Plaque en mémoire de Charlotte Salomon:

Plaque en mémoire de Charlotte Salomon:
« Dans cette maison Charlotte Salomon a vécu depuis sa naissance le 16 Avril 1917 jusqu’à sa fuite d’Allemagne en Janvier 1939. En 1943, elle a été déportée à Auschwitz . On n’oublie pas. LJR Berlin. »

Elle modèle sa vie en dessinant son monumental chef-d´œuvre « Leben?
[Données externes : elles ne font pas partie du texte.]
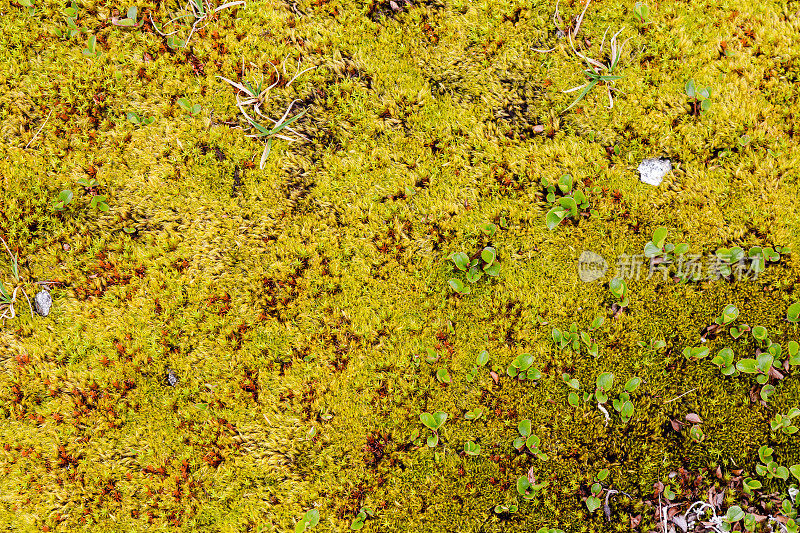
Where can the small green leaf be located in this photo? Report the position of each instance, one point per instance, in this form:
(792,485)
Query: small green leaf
(690,89)
(471,448)
(605,381)
(593,503)
(458,286)
(734,514)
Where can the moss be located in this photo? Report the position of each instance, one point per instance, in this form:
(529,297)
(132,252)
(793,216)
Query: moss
(291,302)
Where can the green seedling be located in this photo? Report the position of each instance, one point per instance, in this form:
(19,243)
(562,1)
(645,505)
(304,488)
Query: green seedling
(598,72)
(695,353)
(92,49)
(724,360)
(134,118)
(759,366)
(786,505)
(522,368)
(488,229)
(528,489)
(729,314)
(528,440)
(750,484)
(309,521)
(593,502)
(63,199)
(619,289)
(784,422)
(793,313)
(474,414)
(433,422)
(567,206)
(279,127)
(733,515)
(660,251)
(184,104)
(487,263)
(654,346)
(472,449)
(361,517)
(700,97)
(642,12)
(481,360)
(88,183)
(760,256)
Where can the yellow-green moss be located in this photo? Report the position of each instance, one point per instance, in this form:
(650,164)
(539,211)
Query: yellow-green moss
(295,298)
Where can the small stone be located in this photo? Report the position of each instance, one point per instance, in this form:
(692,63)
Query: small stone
(652,171)
(42,303)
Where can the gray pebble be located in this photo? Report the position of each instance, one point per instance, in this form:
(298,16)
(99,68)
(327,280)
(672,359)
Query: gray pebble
(42,303)
(652,171)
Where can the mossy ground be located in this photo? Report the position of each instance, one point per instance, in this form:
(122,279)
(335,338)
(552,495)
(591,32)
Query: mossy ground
(296,297)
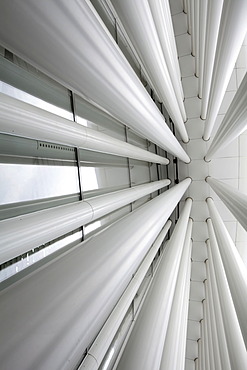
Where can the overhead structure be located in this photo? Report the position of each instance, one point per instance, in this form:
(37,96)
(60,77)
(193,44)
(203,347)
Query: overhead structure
(235,201)
(233,28)
(234,267)
(142,350)
(235,343)
(48,42)
(234,122)
(142,31)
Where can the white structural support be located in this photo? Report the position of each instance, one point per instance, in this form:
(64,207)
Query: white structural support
(234,266)
(143,35)
(234,338)
(63,305)
(23,233)
(209,329)
(100,346)
(232,31)
(22,119)
(78,28)
(173,356)
(235,201)
(214,11)
(234,122)
(214,331)
(221,337)
(143,350)
(202,38)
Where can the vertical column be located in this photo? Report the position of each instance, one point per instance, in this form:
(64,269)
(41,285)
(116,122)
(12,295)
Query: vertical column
(232,31)
(143,350)
(221,338)
(234,122)
(233,264)
(235,342)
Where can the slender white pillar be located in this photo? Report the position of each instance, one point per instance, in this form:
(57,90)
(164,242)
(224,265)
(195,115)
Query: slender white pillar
(234,266)
(103,341)
(22,119)
(205,336)
(202,36)
(221,337)
(235,201)
(214,10)
(209,329)
(164,26)
(232,31)
(57,311)
(214,331)
(175,340)
(234,338)
(75,48)
(143,35)
(197,4)
(192,17)
(145,344)
(23,233)
(234,122)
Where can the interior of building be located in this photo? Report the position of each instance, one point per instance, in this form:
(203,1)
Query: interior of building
(123,193)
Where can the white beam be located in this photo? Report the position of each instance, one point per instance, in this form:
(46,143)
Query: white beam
(235,201)
(55,313)
(173,355)
(234,121)
(69,42)
(221,337)
(22,119)
(144,351)
(214,10)
(232,31)
(235,342)
(234,266)
(143,34)
(23,233)
(103,341)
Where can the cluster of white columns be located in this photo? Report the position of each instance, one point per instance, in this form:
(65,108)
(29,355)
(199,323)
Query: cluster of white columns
(58,310)
(151,33)
(150,342)
(79,52)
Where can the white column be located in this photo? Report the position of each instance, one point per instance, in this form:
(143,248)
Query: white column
(76,49)
(214,10)
(205,335)
(173,355)
(214,331)
(235,342)
(232,31)
(221,337)
(22,119)
(235,201)
(103,341)
(209,329)
(234,121)
(23,233)
(144,351)
(143,35)
(234,266)
(202,36)
(63,305)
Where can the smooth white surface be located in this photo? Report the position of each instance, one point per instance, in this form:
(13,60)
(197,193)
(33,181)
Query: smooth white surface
(75,48)
(235,341)
(23,233)
(58,310)
(234,266)
(145,345)
(22,119)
Oder Theater? » (« Vie ou théâtre? »)  plus de 1600 aquarelles et gouaches, accompagnées de textes et de la musique, un mélange de poésie, d´art, de peinture et de délicatesse qui ont fait partie de sa vie. Un ami à elle, le Docteur Moridis,  fera parvenir les toiles à Ottilie Moore qui les remettra ensuite aux parents de Charlotte. L’oeuvre se trouve à présent au Musée juif d’Amsterdam.

Charlotte est comme un petit oiseau, un très beau parfum, un souffle d´air frais au milieu de la barbarie  et de l’atrocité. Elle devra affronter le nazisme et l´holocauste juif  en même temps que, tourmentée par la Mort, elle combattra et vaincra cet élan familial qui la consacre au suicide.

Encouragée par Alfred, son amour, elle hurle sa douleur et son désespoir à travers ses peintures, reflet de sa vie.

C´est un livre profondément triste et poétique dont l´auteur devient lui même protagoniste avec Charlotte. On ne peut pas lire ce livre comme si rien n’y se passait, car l´histoire, malheureusement est présente dans nos jours. L´histoire se répète. L´homme s´écrase contre le même mur très souvent. Il est condamné à répéter ses erreurs. Au lieu d´apprendre, il commet à nouveau les plus grandes atrocités. Malheureusement, l´homme continue à être un loup pour l´homme.